Aviões israelenses atacaram ontem áreas no interior e ao redor de Damasco. A incursão, a segunda em três dias, sinaliza uma grande intensificação do envolvimento de Israel na guerra civil síria. Meios de comunicação estatais sírios informaram que mísseis israelenses atingiram um centro de pesquisas militar e científico perto da capital e fizeram vítimas. O alvo eram mísseis Fateh-110, que têm sistemas de precisão melhores que aqueles que o Hezbollah tem em seu arsenal. Israel teme que o grupo xiita libanês se aproveite do caos na Síria para tentar levar armas avançadas para o Líbano, entre elas mísseis antiaéreos, que poderiam prejudicar a capacidade de Israel de operar no espaço aéreo do país vizinho, e mísseis avançados Yakhont, que são usados para atacar navios a partir da costa. O governo sírio advertiu ontem que, se Israel continuar seus “atos de agressão”, pode levar a região a “uma guerra ampla”.
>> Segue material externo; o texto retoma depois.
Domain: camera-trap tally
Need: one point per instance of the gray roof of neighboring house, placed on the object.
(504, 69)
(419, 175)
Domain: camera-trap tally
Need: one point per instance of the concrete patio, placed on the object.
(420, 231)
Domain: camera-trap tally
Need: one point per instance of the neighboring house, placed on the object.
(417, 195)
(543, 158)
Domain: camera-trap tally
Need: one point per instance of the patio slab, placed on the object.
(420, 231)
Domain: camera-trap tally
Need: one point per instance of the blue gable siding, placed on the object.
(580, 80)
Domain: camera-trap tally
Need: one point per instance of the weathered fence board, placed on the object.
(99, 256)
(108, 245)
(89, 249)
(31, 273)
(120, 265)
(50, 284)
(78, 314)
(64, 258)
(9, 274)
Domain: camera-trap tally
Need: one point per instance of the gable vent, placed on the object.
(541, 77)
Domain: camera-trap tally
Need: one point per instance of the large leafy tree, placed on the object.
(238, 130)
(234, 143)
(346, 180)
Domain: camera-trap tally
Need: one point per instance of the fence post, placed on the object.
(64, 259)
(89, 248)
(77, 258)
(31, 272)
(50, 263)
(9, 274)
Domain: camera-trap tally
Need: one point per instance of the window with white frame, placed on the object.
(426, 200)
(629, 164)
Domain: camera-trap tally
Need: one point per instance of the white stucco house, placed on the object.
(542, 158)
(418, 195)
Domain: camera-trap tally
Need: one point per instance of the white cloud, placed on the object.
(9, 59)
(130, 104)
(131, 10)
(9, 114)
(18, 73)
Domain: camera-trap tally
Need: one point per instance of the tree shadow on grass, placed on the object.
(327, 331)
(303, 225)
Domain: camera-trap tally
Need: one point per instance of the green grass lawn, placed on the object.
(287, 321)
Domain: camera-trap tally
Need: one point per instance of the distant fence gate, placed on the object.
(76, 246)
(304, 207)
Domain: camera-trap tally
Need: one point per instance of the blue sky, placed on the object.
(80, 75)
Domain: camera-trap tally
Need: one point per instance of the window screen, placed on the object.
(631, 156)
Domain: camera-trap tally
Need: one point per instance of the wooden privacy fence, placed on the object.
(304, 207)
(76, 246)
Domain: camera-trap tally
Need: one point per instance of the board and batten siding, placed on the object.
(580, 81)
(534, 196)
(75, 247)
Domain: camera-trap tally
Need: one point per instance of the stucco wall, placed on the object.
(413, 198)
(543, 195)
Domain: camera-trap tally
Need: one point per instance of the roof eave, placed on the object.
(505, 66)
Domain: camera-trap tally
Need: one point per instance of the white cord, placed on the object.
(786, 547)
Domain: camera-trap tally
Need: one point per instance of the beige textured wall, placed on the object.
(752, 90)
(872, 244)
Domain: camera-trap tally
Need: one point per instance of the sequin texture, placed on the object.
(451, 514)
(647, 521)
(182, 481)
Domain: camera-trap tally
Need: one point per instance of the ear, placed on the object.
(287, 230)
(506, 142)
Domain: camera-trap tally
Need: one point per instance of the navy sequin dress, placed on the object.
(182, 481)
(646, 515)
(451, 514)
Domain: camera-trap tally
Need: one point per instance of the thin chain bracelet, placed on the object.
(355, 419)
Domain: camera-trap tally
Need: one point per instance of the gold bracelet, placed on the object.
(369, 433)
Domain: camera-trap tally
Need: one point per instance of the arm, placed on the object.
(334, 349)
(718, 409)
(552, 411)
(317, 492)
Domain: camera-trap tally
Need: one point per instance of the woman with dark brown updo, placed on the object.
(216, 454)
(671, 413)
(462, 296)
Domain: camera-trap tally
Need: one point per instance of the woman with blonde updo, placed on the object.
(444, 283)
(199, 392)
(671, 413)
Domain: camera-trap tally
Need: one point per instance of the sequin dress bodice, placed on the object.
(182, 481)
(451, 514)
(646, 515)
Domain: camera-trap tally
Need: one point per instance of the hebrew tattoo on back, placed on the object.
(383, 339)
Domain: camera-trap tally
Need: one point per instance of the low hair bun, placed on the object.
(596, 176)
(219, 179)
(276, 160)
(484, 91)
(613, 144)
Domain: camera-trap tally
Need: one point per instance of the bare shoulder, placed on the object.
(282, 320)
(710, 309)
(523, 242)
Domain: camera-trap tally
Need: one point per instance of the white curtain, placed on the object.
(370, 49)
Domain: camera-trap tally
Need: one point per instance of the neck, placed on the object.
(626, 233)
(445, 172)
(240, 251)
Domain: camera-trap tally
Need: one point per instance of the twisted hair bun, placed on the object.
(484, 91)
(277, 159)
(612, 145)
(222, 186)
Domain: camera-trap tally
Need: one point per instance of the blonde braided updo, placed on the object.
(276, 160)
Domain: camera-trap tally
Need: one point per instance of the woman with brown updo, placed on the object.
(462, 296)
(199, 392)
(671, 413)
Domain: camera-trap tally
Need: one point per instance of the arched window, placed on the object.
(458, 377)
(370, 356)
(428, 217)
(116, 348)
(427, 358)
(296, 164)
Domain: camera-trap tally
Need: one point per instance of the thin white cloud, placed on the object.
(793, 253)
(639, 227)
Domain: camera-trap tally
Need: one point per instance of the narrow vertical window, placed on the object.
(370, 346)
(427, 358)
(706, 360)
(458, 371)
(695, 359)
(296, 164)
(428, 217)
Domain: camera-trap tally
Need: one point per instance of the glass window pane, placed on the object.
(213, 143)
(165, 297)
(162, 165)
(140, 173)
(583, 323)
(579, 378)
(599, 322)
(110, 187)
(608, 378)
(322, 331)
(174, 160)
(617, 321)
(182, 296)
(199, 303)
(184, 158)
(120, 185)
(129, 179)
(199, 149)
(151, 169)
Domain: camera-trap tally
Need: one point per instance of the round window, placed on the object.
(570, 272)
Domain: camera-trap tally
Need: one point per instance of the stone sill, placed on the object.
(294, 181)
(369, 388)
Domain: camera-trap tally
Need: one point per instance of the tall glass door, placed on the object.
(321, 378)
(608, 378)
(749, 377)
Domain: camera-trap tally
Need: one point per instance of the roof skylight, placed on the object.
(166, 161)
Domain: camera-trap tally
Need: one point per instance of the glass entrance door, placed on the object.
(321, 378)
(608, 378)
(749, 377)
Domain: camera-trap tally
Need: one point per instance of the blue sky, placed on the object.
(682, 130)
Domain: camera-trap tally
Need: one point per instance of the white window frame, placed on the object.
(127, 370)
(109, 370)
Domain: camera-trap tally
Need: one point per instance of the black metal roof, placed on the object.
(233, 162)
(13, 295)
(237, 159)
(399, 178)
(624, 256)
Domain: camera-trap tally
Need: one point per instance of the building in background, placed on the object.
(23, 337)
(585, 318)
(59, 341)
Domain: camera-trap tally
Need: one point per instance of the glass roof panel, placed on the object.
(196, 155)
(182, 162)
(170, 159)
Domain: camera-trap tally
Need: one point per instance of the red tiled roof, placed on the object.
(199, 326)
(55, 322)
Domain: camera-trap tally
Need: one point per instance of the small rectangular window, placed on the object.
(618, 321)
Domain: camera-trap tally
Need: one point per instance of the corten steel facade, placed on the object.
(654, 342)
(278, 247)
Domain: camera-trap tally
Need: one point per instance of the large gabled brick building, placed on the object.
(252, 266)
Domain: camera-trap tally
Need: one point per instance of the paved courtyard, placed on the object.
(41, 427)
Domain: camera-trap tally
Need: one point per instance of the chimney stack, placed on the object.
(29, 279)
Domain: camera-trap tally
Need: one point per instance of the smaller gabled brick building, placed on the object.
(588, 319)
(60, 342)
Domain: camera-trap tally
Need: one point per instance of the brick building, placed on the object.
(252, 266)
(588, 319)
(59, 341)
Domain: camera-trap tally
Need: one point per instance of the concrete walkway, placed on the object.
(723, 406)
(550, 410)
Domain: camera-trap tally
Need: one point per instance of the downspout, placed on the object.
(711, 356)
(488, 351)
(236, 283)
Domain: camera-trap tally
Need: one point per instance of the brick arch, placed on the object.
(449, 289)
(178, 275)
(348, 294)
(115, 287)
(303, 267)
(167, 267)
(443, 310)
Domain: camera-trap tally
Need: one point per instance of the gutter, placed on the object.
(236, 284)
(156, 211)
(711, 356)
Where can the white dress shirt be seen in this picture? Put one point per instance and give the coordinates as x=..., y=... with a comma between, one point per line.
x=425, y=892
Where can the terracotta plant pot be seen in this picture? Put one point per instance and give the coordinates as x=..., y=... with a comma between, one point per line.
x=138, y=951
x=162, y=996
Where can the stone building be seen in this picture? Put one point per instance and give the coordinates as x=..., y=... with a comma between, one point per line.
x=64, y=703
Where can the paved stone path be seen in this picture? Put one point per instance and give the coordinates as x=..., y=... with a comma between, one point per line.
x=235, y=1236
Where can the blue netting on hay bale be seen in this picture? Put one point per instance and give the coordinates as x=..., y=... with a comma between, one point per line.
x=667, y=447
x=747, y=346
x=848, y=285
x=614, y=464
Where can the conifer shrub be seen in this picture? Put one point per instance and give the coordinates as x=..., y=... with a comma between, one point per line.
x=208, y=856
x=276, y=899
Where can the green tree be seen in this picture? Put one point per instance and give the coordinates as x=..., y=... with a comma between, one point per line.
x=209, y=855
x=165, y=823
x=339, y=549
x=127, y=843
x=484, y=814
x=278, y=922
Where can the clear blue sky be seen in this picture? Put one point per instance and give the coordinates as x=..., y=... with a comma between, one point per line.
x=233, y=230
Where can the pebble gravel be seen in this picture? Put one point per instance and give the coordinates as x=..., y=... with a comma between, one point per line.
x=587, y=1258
Os ataques aéreos ocorrem no momento em que Washington estuda como vai responder às indicações de que o regime sírio pode ter usado armas químicas durante a guerra civil. O presidente Barack Obama descreveu o uso de tais armas como uma “linha vermelha”. O governo avalia as ações que podem ser tomadas, entre elas uma possível ação militar. O Irã, aliado próximo do governo do presidente sírio, Bashar al-Assad, condenou os ataques, mas não deu indícios de uma resposta mais forte. Israel tem dito que quer ficar fora da guerra na Síria, mas o primeiro-ministro Benjamin Netanyahu já declarou várias vezes que seu país está preparado para agir militarmente para evitar que armas sofisticadas sigam do vizinho para o Hezbollah ou para outros grupos extremistas que operam na região.
A agência de notícias síria Sana informou que em decorrência das explosões muitas pessoas morreram e dezenas ficaram feridas. O ativista Maath al-Shami, que mora em Damasco, disse que os ataques começaram por volta das 3h. “Damasco tremeu. As explosões foram muito, muito fortes”, relatou, acrescentando que um dos ataques ocorreu perto da Montanha Qasioun, nos arredores da capital síria. Segundo ele, esse ataque teve como alvo posições militares das Guardas Republicanas, que protegem a cidade onde está o presidente Al-Assad. Mohammed Saeed, outro ativista que vive no subúrbio de Douma, perto de Damasco, disse que “as explosões foram tão fortes que a terra tremeu abaixo de nós”. Segundo ele, o cheiro de queimado do ataque aéreo podia ser sentido a quilômetros de distância.
TENSÃO O Ministério de Relações Exteriores da Síria condenou os ataques, afirmando que foram uma “flagrante agressão israelense com o objetivo de dar apoio militar direto a grupos terroristas” que lutam contra o governo. A Síria se refere aos rebeldes que tentam derrubar Assad como “terroristas”. Em cartas enviadas à Organização das Nações Unidas (ONU) e ao Conselho de Segurança da organização, o ministério informou que os ataques de Israel mataram e feriram várias pessoas e “causaram grande destruição”. O governo sírio afirmou ontem que o ataque israelense torna a situação regional mais perigosa e abre a porta para todas as opções. “A comunidade internacional deve saber que a situação complexa na região se tornou mais perigosa após essa agressão”, disse o ministro da Informação, Omran al-Zohbi. Ontem mesmo, a Síria posicionou baterias de mísseis em direção a Israel.
Embora o governo tente usar os ataques para manchar a imagem dos rebeldes, ligando-os a Israel, eles representam um dilema para o regime de Assad. Se não responder aos ataques, pode parecer fraco e abrir as portas para que tais ações se tornem comuns. Mas uma retaliação militar contra Israel pode trazer o país e seu poderoso Exército para o conflito. Ontem, Israel instalou duas baterias de seu sistema de defesa, conhecido como Domo de Ferro, no Norte do país, região cujo espaço aéreo foi fechado para voos civis por tempo indeterminado.